I’d had an anxiety attack once before, in my early twenties, so I saw this one coming, right? Wrong. I won’t go into the details of what triggered either episode but this occasion involved an imminent student trip to Japan and an airline booking with a Chinese travel-agent that went very wrong in translation. Similarly, you don’t need me to go into the messy details of what happens in the mental maelstrom of anxiety. Suffice it to say, I eventually made it to the school nurse who threatened me with a paper bag and gave me sanctuary in her clinic. I was about 15 minutes late for the lesson I was meant to be teaching with my boss. She greeted me warmly and I got stuck in. It is testimony to the kind of woman she is that I felt able to share with her why I was late and an even greater testimony that she was able to tell me she had previously taken medication for anxiety. Her message was clear: This is an illness. It is treatable. I will support you. Get the help you need and deserve.
I visited my GP who listened to much the same story that I have told you. She smiled and told me a little more about myself. One example stays with me: I bet you start a task and before you finish you start to worry about something else and turn your attention to that, but before you get that task done, you are worrying about something else… Sound familiar? She said she could help.
So, with a diagnosis of anxiety and depression, medication and cognitive behavioural therapy, was life all sunshine and roses? Of course not. But life changed. I began to realise that no matter how I tried to change external factors, anxiety and depression were not something that would just disappear. I’ve experienced one major anxiety episode when I was in the process of switching medication. It happened to be while I was in England for Christmas and I got to see just how fast ‘fast response’ ambulances are (the NHS is a treasure that we’d be fools to see buried!). I’ve been taking antidepressants on and off for the last 5 years. Sometimes they work well. Sometimes I have to take stock, remind myself why I am feeling depressed and acknowledge that it has nothing much to do with my marriage, kids, employment status or bank balance.
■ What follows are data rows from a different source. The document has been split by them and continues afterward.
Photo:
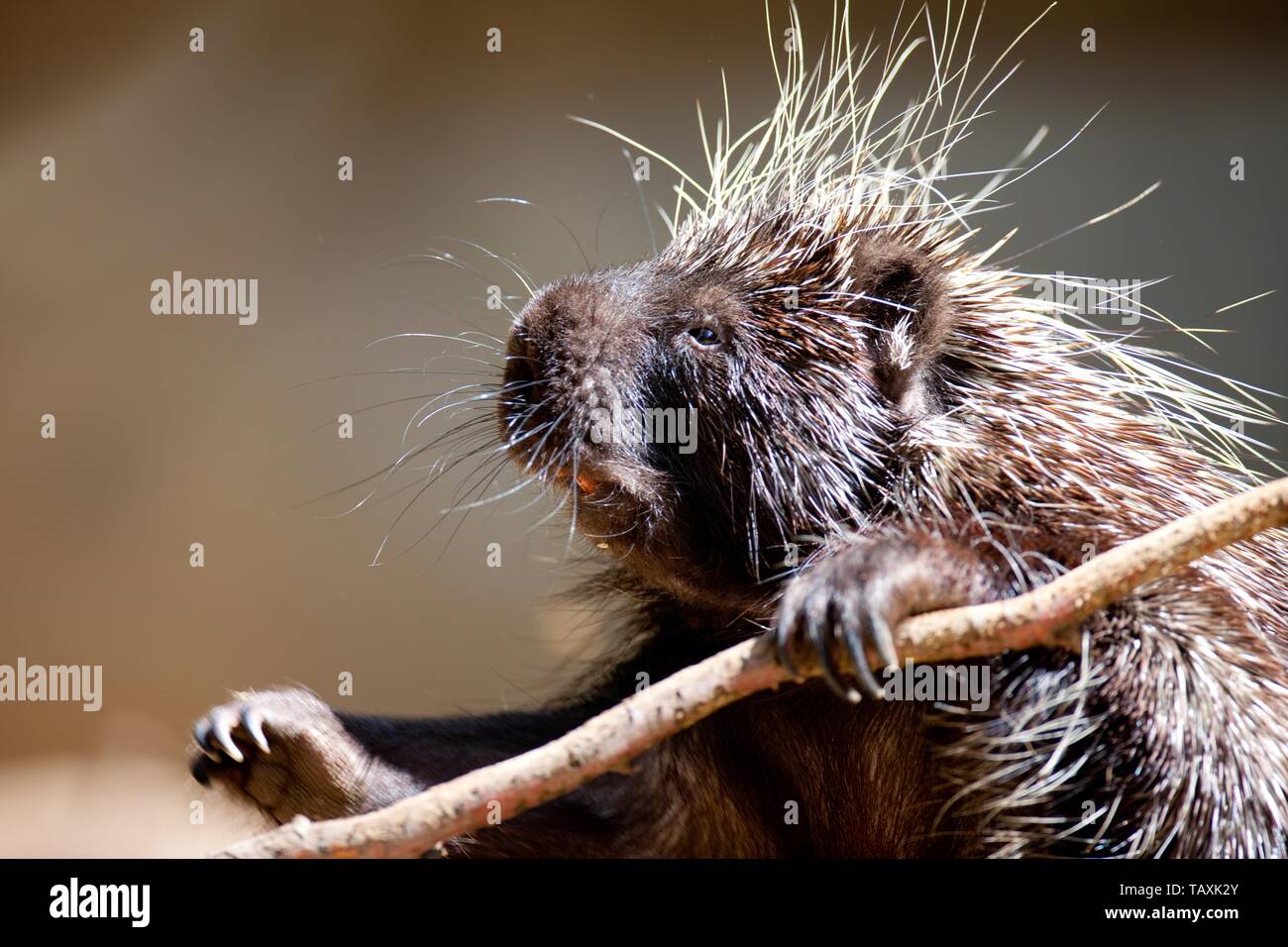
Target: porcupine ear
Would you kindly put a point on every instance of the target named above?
(906, 307)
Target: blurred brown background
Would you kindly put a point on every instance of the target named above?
(175, 429)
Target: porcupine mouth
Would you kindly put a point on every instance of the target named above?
(612, 495)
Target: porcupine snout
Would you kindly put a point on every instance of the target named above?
(571, 351)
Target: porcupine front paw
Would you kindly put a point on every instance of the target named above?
(283, 751)
(859, 594)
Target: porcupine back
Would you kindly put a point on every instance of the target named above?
(1057, 441)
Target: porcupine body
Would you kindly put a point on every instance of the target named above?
(871, 390)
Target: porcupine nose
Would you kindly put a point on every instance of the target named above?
(565, 357)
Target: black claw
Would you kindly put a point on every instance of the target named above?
(784, 634)
(884, 639)
(854, 631)
(822, 628)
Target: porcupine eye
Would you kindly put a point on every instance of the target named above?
(704, 337)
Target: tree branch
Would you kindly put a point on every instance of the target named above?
(1047, 616)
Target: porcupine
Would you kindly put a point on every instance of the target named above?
(875, 392)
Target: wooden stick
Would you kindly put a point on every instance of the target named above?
(1047, 616)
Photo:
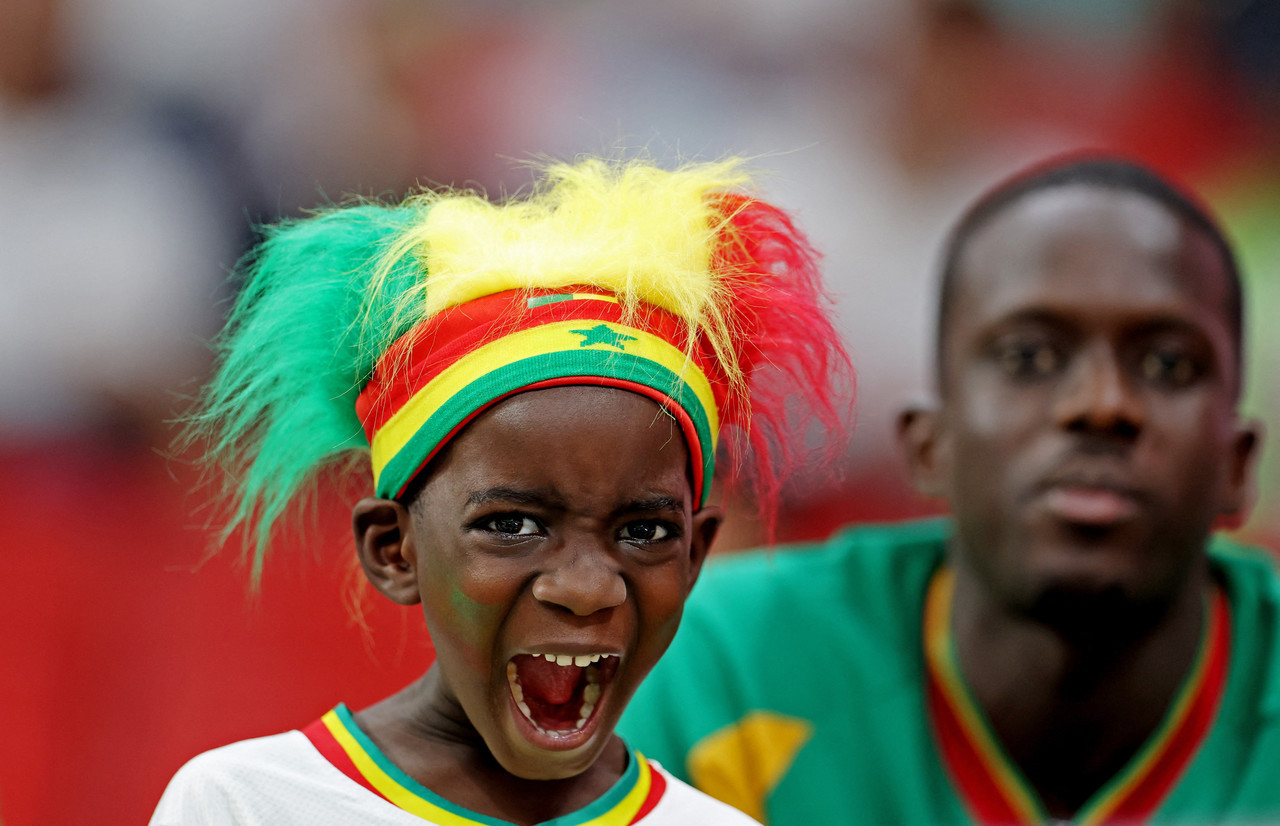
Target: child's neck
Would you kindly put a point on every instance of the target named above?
(424, 733)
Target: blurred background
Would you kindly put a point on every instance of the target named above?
(142, 140)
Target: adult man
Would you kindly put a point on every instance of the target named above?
(1074, 644)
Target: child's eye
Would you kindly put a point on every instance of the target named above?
(645, 530)
(512, 525)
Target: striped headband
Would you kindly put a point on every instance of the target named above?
(453, 365)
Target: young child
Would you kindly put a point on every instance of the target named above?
(540, 387)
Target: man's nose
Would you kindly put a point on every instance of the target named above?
(581, 579)
(1100, 397)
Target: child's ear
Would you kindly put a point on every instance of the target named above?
(384, 543)
(707, 523)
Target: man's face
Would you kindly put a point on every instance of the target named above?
(1087, 438)
(558, 524)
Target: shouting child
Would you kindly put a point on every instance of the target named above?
(540, 387)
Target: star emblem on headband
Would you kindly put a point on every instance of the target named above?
(603, 334)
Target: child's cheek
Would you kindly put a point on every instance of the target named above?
(469, 614)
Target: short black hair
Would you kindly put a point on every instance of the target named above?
(1089, 169)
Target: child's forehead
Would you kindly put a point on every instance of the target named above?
(567, 446)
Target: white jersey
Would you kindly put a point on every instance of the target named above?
(332, 774)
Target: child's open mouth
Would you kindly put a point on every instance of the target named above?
(558, 692)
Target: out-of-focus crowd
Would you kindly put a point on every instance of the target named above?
(142, 141)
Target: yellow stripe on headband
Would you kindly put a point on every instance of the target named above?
(568, 336)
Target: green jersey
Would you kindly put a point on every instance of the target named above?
(799, 689)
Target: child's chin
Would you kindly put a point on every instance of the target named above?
(535, 753)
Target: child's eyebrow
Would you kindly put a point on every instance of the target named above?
(516, 496)
(658, 502)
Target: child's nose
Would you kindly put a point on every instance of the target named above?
(581, 580)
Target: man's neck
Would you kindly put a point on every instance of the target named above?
(1073, 706)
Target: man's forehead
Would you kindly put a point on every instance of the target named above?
(1088, 249)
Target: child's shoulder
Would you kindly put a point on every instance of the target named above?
(685, 806)
(264, 780)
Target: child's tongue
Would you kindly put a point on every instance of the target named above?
(548, 681)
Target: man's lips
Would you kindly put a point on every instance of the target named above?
(1086, 505)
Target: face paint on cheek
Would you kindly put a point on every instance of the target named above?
(467, 623)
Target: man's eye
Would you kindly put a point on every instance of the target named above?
(644, 530)
(1169, 366)
(1028, 359)
(512, 525)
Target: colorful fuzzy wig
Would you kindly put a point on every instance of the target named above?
(382, 331)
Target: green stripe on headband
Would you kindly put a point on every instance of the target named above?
(401, 468)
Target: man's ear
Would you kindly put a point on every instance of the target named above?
(384, 543)
(1240, 485)
(924, 446)
(707, 523)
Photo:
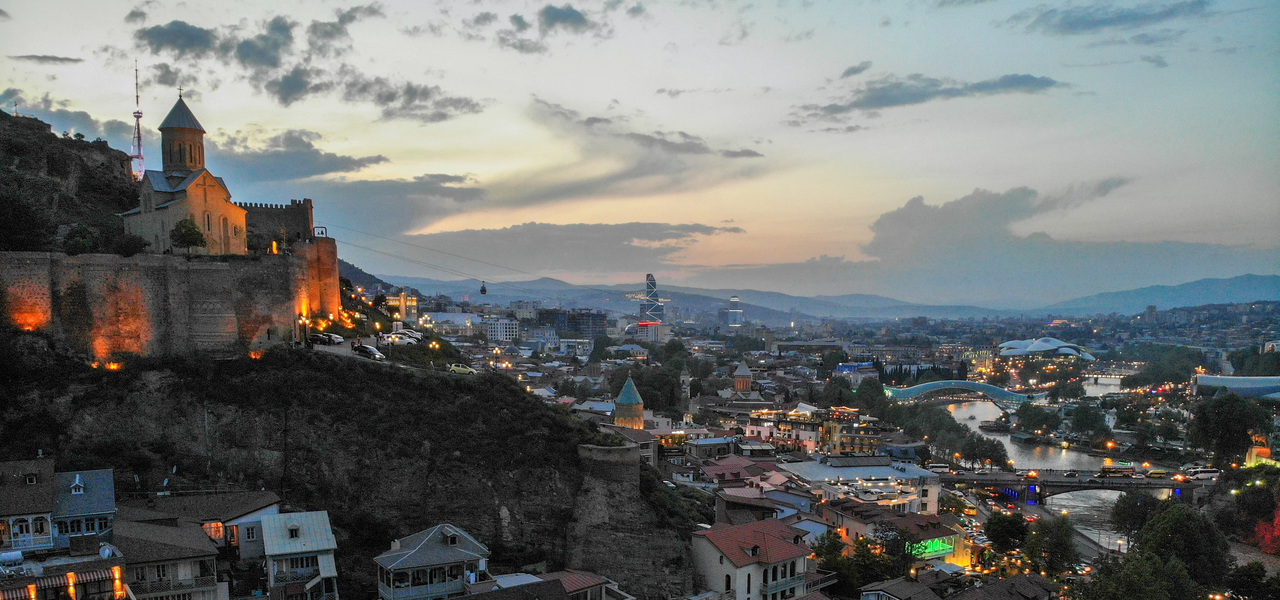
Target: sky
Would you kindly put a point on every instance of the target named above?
(997, 152)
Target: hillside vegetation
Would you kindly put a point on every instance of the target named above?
(385, 452)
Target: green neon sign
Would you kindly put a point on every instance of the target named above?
(936, 546)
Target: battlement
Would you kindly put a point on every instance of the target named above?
(292, 205)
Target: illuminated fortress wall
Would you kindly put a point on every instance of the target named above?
(106, 305)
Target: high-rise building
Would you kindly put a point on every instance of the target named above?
(652, 308)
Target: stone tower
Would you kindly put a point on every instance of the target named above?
(182, 140)
(629, 408)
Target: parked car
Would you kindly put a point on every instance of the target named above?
(369, 352)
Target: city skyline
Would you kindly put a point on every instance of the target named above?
(992, 152)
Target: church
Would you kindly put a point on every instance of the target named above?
(183, 188)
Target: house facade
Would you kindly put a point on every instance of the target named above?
(440, 562)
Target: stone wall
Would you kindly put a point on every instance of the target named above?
(151, 305)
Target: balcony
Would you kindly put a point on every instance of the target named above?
(818, 580)
(784, 584)
(141, 587)
(295, 576)
(28, 543)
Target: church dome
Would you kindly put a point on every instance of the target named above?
(181, 118)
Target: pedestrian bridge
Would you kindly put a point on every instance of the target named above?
(1005, 399)
(1052, 482)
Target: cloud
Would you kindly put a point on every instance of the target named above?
(264, 51)
(297, 83)
(577, 248)
(1159, 37)
(1155, 60)
(60, 118)
(405, 100)
(481, 19)
(164, 74)
(332, 37)
(1105, 17)
(914, 248)
(856, 69)
(287, 155)
(566, 17)
(508, 39)
(181, 39)
(891, 91)
(616, 161)
(46, 59)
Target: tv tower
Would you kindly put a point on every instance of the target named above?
(136, 149)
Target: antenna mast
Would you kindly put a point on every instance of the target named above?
(136, 149)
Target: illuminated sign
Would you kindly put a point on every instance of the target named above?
(937, 546)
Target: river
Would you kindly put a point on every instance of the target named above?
(1089, 509)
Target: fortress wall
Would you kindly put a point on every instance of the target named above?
(106, 305)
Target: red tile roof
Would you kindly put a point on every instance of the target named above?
(773, 541)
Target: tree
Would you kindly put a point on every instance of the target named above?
(1132, 512)
(1180, 531)
(186, 234)
(1051, 544)
(1142, 575)
(1005, 531)
(1225, 425)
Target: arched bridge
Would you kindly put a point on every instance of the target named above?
(1005, 399)
(1052, 482)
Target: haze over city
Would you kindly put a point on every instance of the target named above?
(999, 152)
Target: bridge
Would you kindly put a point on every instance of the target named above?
(1002, 398)
(1051, 482)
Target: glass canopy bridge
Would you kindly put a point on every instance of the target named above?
(1002, 398)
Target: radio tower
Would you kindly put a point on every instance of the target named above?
(136, 149)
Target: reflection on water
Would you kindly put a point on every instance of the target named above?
(1089, 509)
Circumstances do not necessarily cause or eliminate depression. It might sound contradictory, but being happy is not the same as beating depression.
In conclusion, it took the best of times for me to recognise the worst of times. If our first few months in Cornwall are anything to go by, the sun will shine more some days than others and on darker days, I’ll ask for help. Since my diagnosis, I have made it my business to talk about mental health. I have talked with friends, colleagues, students and strangers. I reckon everyone is different and as such we deal with mental health if different ways. If nothing else however, one thing is common to us all; we all have the right to ask for help.